Premièrement, les barrages stockent 75 % des eaux de surface, dont les usages sont multiples. Cette ressource déjà en tension est appelée à se raréfier avec le changement climatique, alors que les usages vont croître. L'étude Explore 2070 du ministère de l'Écologie indique que les débits d'étiage sur nos rivières équipées pourraient baisser de 40 % à 70 % d'ici 2050. Confier cette ressource si sensible à des intérêts privés conduirait à mettre notre souveraineté et notre avenir entre leurs mains, en leur donnant un pouvoir de négociation énorme.
Deuxièmement, les barrages comptent parmi les ouvrages les plus dangereux.

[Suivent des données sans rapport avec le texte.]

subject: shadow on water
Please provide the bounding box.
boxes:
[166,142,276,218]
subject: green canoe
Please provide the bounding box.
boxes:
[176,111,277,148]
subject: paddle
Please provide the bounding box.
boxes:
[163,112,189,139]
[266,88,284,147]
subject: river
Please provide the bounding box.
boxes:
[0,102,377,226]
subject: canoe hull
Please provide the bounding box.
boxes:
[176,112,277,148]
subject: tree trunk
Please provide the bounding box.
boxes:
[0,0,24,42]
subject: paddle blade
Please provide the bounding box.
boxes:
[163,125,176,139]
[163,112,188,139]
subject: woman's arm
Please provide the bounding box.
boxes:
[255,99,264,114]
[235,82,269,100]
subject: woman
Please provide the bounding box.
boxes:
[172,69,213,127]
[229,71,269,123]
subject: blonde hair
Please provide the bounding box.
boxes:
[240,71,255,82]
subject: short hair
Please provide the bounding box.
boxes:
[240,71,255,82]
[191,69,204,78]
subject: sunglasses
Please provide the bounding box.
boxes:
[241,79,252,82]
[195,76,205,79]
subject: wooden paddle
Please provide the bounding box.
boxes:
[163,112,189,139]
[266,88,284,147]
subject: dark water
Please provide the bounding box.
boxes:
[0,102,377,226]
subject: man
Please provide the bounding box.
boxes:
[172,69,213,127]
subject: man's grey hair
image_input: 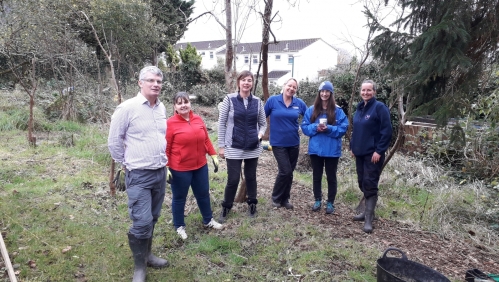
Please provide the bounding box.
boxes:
[139,66,163,80]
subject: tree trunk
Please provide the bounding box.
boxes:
[28,92,36,147]
[224,0,235,93]
[27,58,37,147]
[261,0,272,140]
[261,0,272,102]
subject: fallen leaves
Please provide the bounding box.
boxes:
[27,260,36,268]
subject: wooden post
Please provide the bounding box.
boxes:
[0,232,18,282]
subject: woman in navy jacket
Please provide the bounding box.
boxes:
[350,80,392,233]
[301,81,348,214]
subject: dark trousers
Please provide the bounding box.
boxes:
[355,153,385,198]
[125,167,166,239]
[310,154,339,203]
[271,146,299,204]
[222,158,259,208]
[170,164,213,228]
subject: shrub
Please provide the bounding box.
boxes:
[416,121,499,180]
[0,107,52,131]
[190,83,226,106]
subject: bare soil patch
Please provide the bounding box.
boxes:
[251,150,499,280]
[197,105,499,280]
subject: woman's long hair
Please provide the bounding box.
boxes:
[310,90,336,125]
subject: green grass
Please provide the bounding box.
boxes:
[0,124,497,282]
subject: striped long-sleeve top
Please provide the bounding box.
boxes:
[217,92,267,160]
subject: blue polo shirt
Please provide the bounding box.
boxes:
[264,94,308,147]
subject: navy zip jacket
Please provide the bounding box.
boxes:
[350,97,392,156]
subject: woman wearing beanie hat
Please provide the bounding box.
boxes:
[264,78,308,209]
[301,81,348,214]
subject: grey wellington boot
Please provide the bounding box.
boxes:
[353,212,365,221]
[128,233,148,282]
[147,235,168,268]
[363,195,378,233]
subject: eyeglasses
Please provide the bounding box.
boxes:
[142,79,163,85]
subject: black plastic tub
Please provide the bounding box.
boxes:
[377,248,451,282]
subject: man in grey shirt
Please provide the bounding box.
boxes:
[108,66,169,282]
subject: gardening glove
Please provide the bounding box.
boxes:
[211,155,219,173]
[261,140,272,151]
[166,167,173,184]
[113,168,126,191]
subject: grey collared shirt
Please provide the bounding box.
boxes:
[108,92,167,170]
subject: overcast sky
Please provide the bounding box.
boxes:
[180,0,398,55]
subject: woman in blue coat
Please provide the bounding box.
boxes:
[301,81,348,214]
[264,78,307,209]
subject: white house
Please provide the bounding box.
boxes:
[176,40,226,70]
[176,38,338,85]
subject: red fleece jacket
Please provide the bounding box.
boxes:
[166,111,216,171]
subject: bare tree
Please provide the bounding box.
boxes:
[7,57,38,146]
[81,12,121,104]
[1,0,80,146]
[80,11,124,196]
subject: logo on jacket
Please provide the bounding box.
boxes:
[365,115,371,120]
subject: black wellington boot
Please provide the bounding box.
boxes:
[147,231,168,268]
[128,233,148,282]
[219,206,231,223]
[363,195,378,233]
[247,199,258,218]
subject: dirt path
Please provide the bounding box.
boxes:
[252,150,499,280]
[201,106,499,280]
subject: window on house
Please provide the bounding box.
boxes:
[244,56,249,64]
[210,52,214,59]
[275,55,281,61]
[199,52,205,56]
[252,55,258,64]
[288,55,294,64]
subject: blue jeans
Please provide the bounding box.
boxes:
[271,146,299,204]
[222,158,259,208]
[170,164,213,228]
[310,154,339,203]
[125,167,166,239]
[355,153,385,198]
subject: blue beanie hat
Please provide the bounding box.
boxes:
[318,81,334,93]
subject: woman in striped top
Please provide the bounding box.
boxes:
[217,70,267,222]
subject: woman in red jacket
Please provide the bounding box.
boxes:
[166,92,223,240]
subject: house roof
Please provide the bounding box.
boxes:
[268,70,290,79]
[216,38,324,54]
[175,40,226,50]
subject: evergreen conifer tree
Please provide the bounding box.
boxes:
[367,0,499,124]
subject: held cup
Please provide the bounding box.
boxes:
[319,118,327,126]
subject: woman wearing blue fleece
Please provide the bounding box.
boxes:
[350,80,392,233]
[264,78,308,209]
[301,81,348,214]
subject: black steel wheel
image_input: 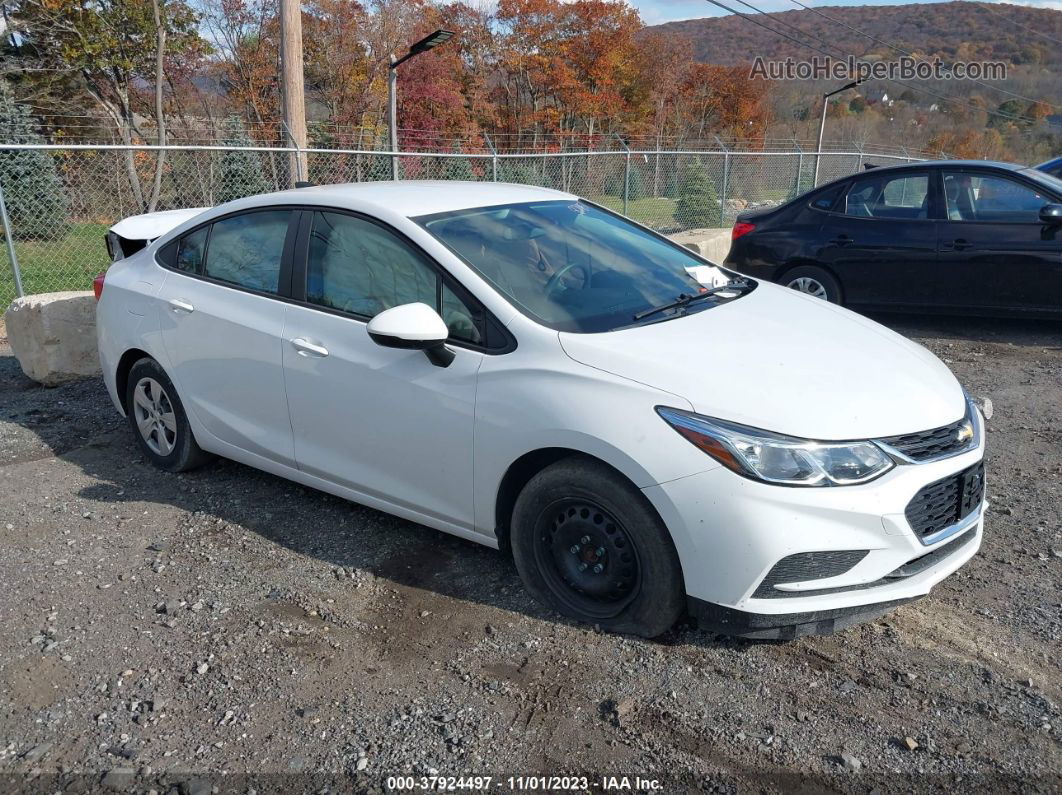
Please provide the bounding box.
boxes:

EDF n'a heureusement connu aucune rupture de barrage, mais ces ruptures sont en nette augmentation dans le monde en raison de la course à la rentabilité. EDF est une référence mondiale en termes de sûreté. Disperser ces données, ces compétences et mettre les équipes sous pression financière dégraderait les conditions de sûreté.
Troisièmement, les barrages sont essentiels à l'équilibre du système électrique, car ils constituent un moyen presque exclusif de stockage d'électricité à grande échelle et ils sont mobilisables très rapidement. C'est un outil précieux pour éviter les black-out et pour intégrer le solaire et l'éolien. Pour une gestion optimale, le parc de production doit être piloté de manière intégrée. Éclater ce parc entre de multiples acteurs coordonnés par un marché induit des coûts de transaction importants, dés-optimise le système et rend moins fiable son exploitation.

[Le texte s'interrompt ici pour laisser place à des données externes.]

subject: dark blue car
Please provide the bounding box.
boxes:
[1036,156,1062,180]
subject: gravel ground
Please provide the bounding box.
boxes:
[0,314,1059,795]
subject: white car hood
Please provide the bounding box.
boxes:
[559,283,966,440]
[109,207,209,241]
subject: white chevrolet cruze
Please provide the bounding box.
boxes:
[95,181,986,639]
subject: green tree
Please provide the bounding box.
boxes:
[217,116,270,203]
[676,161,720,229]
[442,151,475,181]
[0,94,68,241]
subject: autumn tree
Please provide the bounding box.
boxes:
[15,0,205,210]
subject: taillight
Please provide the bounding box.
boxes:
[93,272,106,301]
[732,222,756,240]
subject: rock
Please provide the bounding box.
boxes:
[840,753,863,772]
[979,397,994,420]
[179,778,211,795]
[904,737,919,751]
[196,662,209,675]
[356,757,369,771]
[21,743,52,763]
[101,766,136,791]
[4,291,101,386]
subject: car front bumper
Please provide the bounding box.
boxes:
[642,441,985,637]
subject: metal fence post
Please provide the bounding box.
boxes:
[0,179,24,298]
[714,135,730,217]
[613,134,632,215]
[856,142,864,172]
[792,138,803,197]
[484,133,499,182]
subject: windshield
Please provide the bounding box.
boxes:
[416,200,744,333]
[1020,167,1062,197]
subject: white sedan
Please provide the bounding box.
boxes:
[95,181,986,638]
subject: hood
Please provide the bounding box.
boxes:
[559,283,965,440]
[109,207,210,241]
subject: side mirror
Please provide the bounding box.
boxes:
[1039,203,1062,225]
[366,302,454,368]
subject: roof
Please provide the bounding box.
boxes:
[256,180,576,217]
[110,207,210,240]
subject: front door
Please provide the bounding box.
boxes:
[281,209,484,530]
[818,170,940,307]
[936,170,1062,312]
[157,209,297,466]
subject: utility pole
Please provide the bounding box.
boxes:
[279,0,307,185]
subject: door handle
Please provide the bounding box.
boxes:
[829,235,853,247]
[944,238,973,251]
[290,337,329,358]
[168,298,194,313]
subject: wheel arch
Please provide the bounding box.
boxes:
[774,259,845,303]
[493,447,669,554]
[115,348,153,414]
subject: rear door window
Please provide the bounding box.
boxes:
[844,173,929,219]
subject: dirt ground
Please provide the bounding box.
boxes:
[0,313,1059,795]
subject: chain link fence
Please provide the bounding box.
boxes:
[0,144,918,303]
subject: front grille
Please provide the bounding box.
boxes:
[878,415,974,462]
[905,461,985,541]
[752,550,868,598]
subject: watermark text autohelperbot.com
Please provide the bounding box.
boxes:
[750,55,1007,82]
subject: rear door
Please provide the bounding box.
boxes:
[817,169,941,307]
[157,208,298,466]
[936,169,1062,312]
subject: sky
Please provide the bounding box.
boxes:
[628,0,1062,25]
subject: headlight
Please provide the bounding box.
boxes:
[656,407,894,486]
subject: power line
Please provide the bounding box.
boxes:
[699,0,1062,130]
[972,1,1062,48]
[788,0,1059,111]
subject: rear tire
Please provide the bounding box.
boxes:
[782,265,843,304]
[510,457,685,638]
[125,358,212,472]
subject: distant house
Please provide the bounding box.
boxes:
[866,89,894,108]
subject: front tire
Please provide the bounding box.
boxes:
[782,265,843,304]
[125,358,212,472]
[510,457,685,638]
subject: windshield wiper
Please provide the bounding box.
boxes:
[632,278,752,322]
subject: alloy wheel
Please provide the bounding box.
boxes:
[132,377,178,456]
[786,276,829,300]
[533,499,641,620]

Quatrièmement, les barrages nécessitent des investissements de long terme, dont le coût de financement est un paramètre essentiel. Or l'exigence de rémunération du privé et l'introduction de risques font flamber ces coûts de financement et donc les prix. Il est totalement illusoire de penser que des contrats de concession pourraient protéger contre ces risques. De multiples exemples démontrent le contraire, notamment sur la gestion des réseaux d'eau potable.
Il est en effet impossible de tout prévoir dans des contrats qui courent sur trente ou quarante ans, surtout sur un secteur aussi complexe et aussi évolutif du fait du changement climatique. Il en découlerait des avenants coûteux pour la collectivité et des sous-investissements préjudiciables à la sûreté et à la préservation de l'environnement. Ces dérives sont déjà constatées depuis la libéralisation du système électrique.